The Cincinnati Zoo and Botanical Gardens officially broke ground on the biggest construction project in the the zoo’s history. As a part of the More Home to Roam campaign, the zoo’s goal is to provide better homes for the animals and a better experience for the visitor.
This new Elephant Trek habitat will be nearly five times the size of the current elephant facilities. There are four elephants living at the zoo now, and after the completion of this project, there will be eight or more Asian elephants. The Trek will include four acres of grass and sandy terrain, with trees, plants, rocks, and water features that mimic the Asian elephant’s native habitat. At the center will be a 22,000 square foot Elephant Barn featuring communal and off-habitat spaces for elephants, as well as areas for visitor viewing, events and staff offices.

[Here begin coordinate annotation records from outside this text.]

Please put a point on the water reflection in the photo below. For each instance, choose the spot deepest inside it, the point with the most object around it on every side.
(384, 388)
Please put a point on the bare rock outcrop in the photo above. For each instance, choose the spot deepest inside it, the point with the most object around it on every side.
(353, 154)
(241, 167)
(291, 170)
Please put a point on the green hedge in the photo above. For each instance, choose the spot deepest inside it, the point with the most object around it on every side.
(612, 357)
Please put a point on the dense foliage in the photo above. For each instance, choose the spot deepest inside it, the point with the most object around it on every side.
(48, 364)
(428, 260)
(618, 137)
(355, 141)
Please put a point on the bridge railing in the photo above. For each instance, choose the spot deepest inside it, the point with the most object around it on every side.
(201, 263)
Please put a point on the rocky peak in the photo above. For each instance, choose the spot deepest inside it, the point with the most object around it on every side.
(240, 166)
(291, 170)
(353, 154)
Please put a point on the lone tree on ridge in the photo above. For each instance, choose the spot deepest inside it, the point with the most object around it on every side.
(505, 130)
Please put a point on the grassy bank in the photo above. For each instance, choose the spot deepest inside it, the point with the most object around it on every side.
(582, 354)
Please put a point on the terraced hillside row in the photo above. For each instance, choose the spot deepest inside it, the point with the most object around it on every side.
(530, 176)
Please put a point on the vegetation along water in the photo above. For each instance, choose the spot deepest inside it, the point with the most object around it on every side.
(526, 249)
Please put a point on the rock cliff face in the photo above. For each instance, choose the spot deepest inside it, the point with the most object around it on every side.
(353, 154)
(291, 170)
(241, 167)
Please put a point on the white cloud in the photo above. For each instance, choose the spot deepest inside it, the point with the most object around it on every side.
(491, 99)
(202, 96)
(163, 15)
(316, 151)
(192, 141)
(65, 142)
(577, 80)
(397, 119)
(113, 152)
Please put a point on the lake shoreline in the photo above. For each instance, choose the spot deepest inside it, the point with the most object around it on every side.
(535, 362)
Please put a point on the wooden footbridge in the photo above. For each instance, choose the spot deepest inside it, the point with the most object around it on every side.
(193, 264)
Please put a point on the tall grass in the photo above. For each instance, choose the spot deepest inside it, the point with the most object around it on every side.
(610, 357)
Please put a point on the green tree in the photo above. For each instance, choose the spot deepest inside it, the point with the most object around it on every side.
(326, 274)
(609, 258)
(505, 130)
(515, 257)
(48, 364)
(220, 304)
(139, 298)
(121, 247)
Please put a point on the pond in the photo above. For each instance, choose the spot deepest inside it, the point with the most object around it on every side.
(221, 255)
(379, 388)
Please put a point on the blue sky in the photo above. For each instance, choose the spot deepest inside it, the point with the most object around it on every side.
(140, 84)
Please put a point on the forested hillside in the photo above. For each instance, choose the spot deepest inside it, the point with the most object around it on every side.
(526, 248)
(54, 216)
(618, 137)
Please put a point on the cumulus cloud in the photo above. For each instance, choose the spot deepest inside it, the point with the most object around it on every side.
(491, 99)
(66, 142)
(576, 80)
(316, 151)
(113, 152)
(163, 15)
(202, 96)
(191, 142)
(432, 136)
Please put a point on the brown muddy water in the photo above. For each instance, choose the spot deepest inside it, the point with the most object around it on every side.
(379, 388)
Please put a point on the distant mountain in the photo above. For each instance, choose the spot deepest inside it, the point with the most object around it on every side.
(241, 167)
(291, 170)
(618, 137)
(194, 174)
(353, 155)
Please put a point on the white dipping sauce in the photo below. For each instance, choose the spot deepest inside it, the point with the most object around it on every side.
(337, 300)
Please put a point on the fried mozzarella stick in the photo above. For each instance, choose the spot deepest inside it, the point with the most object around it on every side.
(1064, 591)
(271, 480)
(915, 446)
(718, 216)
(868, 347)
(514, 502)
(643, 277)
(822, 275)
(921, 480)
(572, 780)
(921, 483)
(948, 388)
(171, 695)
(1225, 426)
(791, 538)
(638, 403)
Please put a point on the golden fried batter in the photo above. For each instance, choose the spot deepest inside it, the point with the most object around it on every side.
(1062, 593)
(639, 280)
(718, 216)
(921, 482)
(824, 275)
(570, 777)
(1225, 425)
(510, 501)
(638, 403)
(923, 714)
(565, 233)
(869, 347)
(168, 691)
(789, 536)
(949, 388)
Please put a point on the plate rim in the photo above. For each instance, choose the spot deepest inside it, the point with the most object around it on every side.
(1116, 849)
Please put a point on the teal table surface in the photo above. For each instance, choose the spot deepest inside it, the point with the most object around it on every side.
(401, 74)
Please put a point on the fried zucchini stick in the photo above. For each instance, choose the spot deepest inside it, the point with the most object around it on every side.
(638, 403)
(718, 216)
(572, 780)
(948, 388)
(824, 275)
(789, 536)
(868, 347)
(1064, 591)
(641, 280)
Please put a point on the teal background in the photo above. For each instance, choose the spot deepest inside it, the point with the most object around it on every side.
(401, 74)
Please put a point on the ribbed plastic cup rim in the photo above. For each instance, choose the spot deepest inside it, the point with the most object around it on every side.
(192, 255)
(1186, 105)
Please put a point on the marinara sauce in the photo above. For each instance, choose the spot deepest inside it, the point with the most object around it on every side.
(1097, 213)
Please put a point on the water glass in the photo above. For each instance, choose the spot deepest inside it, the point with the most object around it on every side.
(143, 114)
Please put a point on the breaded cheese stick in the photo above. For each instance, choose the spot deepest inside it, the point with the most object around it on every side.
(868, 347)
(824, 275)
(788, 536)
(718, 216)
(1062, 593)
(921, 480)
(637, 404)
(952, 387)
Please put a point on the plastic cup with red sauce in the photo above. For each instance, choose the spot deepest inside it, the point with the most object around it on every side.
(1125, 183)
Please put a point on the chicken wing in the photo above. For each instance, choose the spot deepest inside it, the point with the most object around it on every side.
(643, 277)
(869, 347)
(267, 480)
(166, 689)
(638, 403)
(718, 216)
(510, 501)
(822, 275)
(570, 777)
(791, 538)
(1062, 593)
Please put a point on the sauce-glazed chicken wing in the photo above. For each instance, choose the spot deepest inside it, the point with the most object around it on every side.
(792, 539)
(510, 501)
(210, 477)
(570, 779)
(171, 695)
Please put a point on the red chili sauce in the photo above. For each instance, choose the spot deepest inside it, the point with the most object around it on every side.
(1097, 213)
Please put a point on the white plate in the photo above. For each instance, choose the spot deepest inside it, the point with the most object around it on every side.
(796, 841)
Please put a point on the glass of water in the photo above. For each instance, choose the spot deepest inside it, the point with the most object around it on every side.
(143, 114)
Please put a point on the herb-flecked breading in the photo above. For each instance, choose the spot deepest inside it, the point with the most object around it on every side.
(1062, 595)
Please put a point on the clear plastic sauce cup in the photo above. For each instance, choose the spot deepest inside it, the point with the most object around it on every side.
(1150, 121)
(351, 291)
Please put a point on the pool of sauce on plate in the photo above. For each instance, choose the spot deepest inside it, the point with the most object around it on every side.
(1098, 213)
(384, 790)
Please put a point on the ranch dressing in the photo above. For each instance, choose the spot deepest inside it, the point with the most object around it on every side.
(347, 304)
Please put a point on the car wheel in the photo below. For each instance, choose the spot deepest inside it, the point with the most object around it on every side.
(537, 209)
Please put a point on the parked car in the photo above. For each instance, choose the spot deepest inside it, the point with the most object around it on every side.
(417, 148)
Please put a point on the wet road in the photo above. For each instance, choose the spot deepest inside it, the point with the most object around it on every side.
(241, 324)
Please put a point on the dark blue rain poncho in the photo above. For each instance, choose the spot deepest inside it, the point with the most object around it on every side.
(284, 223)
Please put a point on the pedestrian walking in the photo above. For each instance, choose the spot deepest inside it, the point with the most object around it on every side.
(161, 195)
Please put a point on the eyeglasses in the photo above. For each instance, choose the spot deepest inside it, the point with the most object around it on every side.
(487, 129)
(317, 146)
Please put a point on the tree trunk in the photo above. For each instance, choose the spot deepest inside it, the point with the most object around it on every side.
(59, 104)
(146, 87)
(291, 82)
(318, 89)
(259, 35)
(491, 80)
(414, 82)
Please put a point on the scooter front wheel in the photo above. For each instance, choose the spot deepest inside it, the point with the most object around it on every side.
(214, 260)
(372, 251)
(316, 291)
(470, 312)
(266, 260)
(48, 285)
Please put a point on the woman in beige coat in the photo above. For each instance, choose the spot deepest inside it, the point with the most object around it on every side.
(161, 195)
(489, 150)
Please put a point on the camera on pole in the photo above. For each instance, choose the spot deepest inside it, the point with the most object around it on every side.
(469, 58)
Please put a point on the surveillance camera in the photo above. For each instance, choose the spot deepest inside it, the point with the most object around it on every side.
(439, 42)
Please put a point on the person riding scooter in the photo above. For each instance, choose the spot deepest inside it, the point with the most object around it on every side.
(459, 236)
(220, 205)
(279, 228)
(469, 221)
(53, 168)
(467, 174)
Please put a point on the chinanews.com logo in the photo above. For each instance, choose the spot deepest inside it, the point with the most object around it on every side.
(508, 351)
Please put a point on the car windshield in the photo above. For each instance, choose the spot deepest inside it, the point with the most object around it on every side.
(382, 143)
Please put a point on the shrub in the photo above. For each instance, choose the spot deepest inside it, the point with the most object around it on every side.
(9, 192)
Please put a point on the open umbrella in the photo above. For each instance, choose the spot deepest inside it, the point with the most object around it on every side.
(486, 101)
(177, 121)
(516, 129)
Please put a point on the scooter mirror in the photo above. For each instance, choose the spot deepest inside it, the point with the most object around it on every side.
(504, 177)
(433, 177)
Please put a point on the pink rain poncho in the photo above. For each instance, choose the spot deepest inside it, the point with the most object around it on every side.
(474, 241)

The Barn will feature a 10,000 square foot communal room with high ceilings for the elephants to congregate, socialize, exercise, and create strong family ties. It will have a full-depth sand bed and enrichment features that simulate natural outdoor environments for animal well-being, with flexibility and keeper access to allow for safe rotation of elephants.
The zoo will invest in a long-term breeding program to contribute to the survival of Asian elephants, an endangered species, working closely with other zoos and species survival groups. They envision a multi-generational herd with strong bonds, as elephants would form in the wild. The elephants will spend most of their day foraging and interacting with one another in an environment that allows “elephants to be elephants” through bathing, playing, dusting and other social behaviors, while providing the elephants free choice to roam wherever they please. The habitat design will be driven by the elephant’s natural ecology, biology and behavior.